For some reason he found himself sitting on deck with his back to the
carronade, looking up with owlish eyes at the huge pale span of the foresail. Strange that. There should only be one foreyard; another seemed to be floating nearby. He leaned back to get a better view and toppled over. He struggled to sit upright again and fixed his eyes on the rain-black bitts to steady himself.
“Poor sod!” the larboard fo’c’sle lookout muttered to the other, jerking his head at the sodden, lonely figure. Neither could desert their posts — and that meant the result was inevitable. In a short while the Master-at-Arms with his corporals would be doing his rounds and would discover the poor wight. Then it would be irons overnight and the cat in the morning — at sea they were merciless when it came to a member of the fighting crew becoming useless from drink when at any time the enemy could loom up out of the night with all guns blazing. He’d be lucky to get away with just a dozen.
The lookout turned back to resume his stare out into the night.
The bottle tilted again. Bowyer had no right to leave him like this — he’d taken his advice and was well on the way to becoming a sailor. And now he had to sort it out for himself. It wasn’t fair. Unlike many of the pressed men, Kydd had found a friend. In Bowyer, he’d had someone who could take this hellish world and make sense of it, put it in perspective for him. Give him purpose, a future, and be there when needed. Kydd’s face contorted.
A figure emerged from the fore hatch, indistinct in the gloom. It hesitated, then came across and stood over him. Renzi looked down, with pity and revulsion in his expression. Blind sentiment played no part in Renzi’s character — Kydd must take his chances along the road he himself had chosen. In his own past he had seen too many like him, worse in fact, for those with the wealth to do it could go to hell in their own way. Renzi moved away — but something made him return. He looked down again. Kydd returned the look with drunken resentment and Renzi swore harshly, for he knew he could not abandon him. Not when the man bore the uncanny resemblance that had haunted Renzi since Kydd first came aboard. He jerked Kydd to his feet, tore the bottle from his grasp and hurled it into the night.
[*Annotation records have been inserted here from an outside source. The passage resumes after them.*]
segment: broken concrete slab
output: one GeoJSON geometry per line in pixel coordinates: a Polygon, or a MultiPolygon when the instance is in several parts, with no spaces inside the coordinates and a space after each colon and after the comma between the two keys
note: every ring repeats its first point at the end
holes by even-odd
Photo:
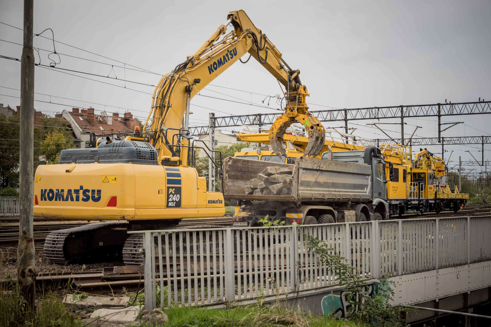
{"type": "Polygon", "coordinates": [[[260,183],[262,183],[262,181],[259,178],[251,178],[250,181],[249,181],[249,186],[252,188],[261,188],[258,187],[258,185],[259,185],[260,183]]]}
{"type": "Polygon", "coordinates": [[[282,183],[284,181],[286,180],[288,178],[291,178],[290,176],[288,175],[281,175],[279,174],[276,174],[274,175],[272,175],[270,176],[270,180],[274,183],[282,183]]]}
{"type": "Polygon", "coordinates": [[[293,174],[293,167],[267,167],[261,173],[263,175],[271,176],[277,174],[292,175],[293,174]]]}
{"type": "Polygon", "coordinates": [[[107,308],[122,307],[128,305],[129,297],[88,296],[77,301],[73,294],[65,296],[63,302],[67,306],[77,309],[86,309],[95,306],[107,308]]]}
{"type": "Polygon", "coordinates": [[[129,306],[123,309],[98,309],[92,313],[90,318],[100,318],[101,320],[115,323],[135,321],[139,315],[142,306],[129,306]]]}
{"type": "Polygon", "coordinates": [[[270,189],[271,190],[271,194],[273,195],[279,194],[283,189],[283,183],[273,184],[273,185],[269,186],[270,189]]]}
{"type": "Polygon", "coordinates": [[[257,174],[257,178],[259,178],[263,181],[264,181],[265,180],[268,180],[268,179],[269,177],[268,177],[266,175],[263,175],[262,174],[257,174]]]}
{"type": "Polygon", "coordinates": [[[152,326],[161,326],[169,322],[167,315],[160,308],[155,308],[152,311],[144,310],[141,312],[141,322],[152,326]]]}

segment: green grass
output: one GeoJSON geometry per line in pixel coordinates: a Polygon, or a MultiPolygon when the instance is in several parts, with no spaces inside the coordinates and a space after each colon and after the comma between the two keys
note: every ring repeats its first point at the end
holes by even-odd
{"type": "Polygon", "coordinates": [[[169,318],[166,327],[361,327],[345,320],[299,313],[277,306],[254,305],[213,310],[182,307],[164,312],[169,318]]]}
{"type": "Polygon", "coordinates": [[[27,314],[23,309],[22,297],[15,288],[0,288],[0,326],[6,327],[82,327],[79,317],[67,311],[59,298],[53,293],[36,294],[36,311],[27,314]]]}

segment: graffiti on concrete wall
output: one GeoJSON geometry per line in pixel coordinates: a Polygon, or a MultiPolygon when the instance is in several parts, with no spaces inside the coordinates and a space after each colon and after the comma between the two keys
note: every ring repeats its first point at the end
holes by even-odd
{"type": "MultiPolygon", "coordinates": [[[[364,286],[364,292],[369,296],[372,297],[378,291],[377,284],[370,284],[364,286]]],[[[350,297],[357,296],[349,294],[344,291],[331,292],[322,298],[321,303],[322,312],[325,315],[330,315],[337,318],[344,318],[348,312],[353,311],[353,305],[350,303],[350,297]],[[337,294],[336,294],[337,293],[337,294]]],[[[356,300],[352,298],[352,300],[356,300]]],[[[355,311],[359,308],[355,308],[355,311]]]]}
{"type": "MultiPolygon", "coordinates": [[[[387,279],[380,279],[381,282],[378,284],[369,284],[364,286],[364,293],[373,297],[375,294],[382,295],[385,297],[388,296],[390,293],[390,284],[387,279]]],[[[349,297],[354,296],[348,294],[342,290],[331,292],[330,294],[326,295],[322,298],[321,306],[322,312],[325,315],[333,317],[344,318],[349,312],[352,312],[353,305],[350,304],[349,297]]],[[[356,298],[353,300],[356,300],[356,298]]],[[[351,301],[353,302],[354,301],[351,301]]],[[[355,311],[359,309],[359,307],[355,308],[355,311]]]]}

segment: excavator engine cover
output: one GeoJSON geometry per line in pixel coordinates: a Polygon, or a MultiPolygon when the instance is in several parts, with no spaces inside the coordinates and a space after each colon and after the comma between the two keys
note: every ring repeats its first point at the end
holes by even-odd
{"type": "Polygon", "coordinates": [[[59,164],[125,163],[158,165],[157,150],[148,142],[113,141],[102,142],[95,149],[69,149],[62,150],[59,164]]]}

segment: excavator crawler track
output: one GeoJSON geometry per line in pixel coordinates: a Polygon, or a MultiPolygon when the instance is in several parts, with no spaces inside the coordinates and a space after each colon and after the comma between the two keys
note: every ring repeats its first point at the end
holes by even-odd
{"type": "Polygon", "coordinates": [[[118,243],[122,245],[121,238],[126,240],[127,237],[128,226],[126,222],[93,223],[53,231],[44,242],[45,256],[51,262],[62,265],[82,258],[100,260],[110,257],[117,251],[118,243]],[[99,231],[102,233],[98,235],[99,231]],[[90,245],[94,246],[91,248],[90,245]]]}

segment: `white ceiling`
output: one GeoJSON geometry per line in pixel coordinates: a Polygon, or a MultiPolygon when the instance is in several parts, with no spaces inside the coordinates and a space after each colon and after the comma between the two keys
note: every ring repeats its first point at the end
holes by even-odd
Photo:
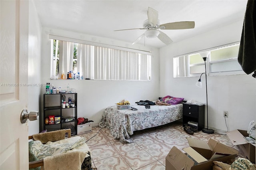
{"type": "MultiPolygon", "coordinates": [[[[148,7],[158,12],[160,24],[194,21],[195,28],[162,30],[174,42],[243,20],[247,0],[34,0],[42,26],[132,43],[142,28],[148,7]]],[[[138,42],[144,44],[142,39],[138,42]]],[[[157,38],[146,38],[146,45],[166,45],[157,38]]]]}

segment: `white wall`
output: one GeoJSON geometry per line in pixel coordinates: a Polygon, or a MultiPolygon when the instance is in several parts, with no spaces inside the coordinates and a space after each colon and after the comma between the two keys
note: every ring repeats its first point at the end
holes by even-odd
{"type": "MultiPolygon", "coordinates": [[[[34,2],[29,1],[28,83],[41,83],[41,45],[42,26],[34,2]]],[[[28,87],[28,111],[40,111],[39,107],[41,87],[32,85],[28,87]]],[[[28,121],[28,135],[39,132],[39,120],[28,121]]]]}
{"type": "MultiPolygon", "coordinates": [[[[98,125],[104,109],[126,99],[131,103],[140,100],[156,100],[159,94],[159,55],[158,49],[78,33],[43,28],[42,34],[42,82],[50,83],[66,89],[68,83],[78,93],[78,117],[88,118],[98,125]],[[50,80],[50,40],[49,34],[108,45],[152,52],[152,80],[98,81],[93,80],[50,80]]],[[[41,93],[45,92],[45,87],[41,93]]],[[[42,95],[41,99],[42,101],[42,95]]],[[[42,116],[42,115],[41,115],[42,116]]]]}
{"type": "MultiPolygon", "coordinates": [[[[240,41],[243,20],[202,34],[160,49],[160,95],[170,95],[206,103],[205,88],[195,85],[199,78],[173,78],[173,57],[180,55],[240,41]]],[[[203,83],[205,78],[202,77],[203,83]]],[[[256,80],[252,75],[207,77],[208,126],[226,131],[223,111],[228,112],[228,130],[246,130],[255,120],[256,80]]],[[[206,125],[206,115],[205,125],[206,125]]]]}

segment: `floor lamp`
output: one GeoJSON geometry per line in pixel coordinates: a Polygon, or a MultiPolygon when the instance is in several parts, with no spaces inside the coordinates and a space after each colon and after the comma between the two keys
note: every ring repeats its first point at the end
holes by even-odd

“Wha — how dar’ you, s-sir!” Kydd spluttered, trying to dislodge the grip clamped on his collar. Somehow his feet found the deck and he wriggled free.
Renzi regarded him grimly.
Kydd bristled. “You never l-liked Joe,” he said. “You don’ like anybody, you slivey bast’d!”
Renzi had deep reasons for his detached position. But something had to be done: if he did nothing, disengaged himself — the result would be inevitable. A pang of memory stabbed at him.
“Wha’s matter? Can’t speak? Don’t wanna speak wi’ a common jack — you too high ’n’ mighty, then?”
Kydd had changed, Renzi acknowledged to himself. Far from being a naïve young man from a country town pressed into an uncaring, alien environment, he was gaining confidence in his considerable natural abilities and had a very real prospect of being a fine seaman — if he survived.
“Ah, yes!” He looked at Renzi sideways with a leer. “I know — I know why you’re at sea wi’ the rest of us!”
He made exaggerated glances around to check for listeners. “You’ve done something, haven’t you? Somethin’ bad, I’ll wager, ’n’ they’re after you. You go ashore, they’re gonna nobble you. You’re runnin’, Renzi, running from somethin’.”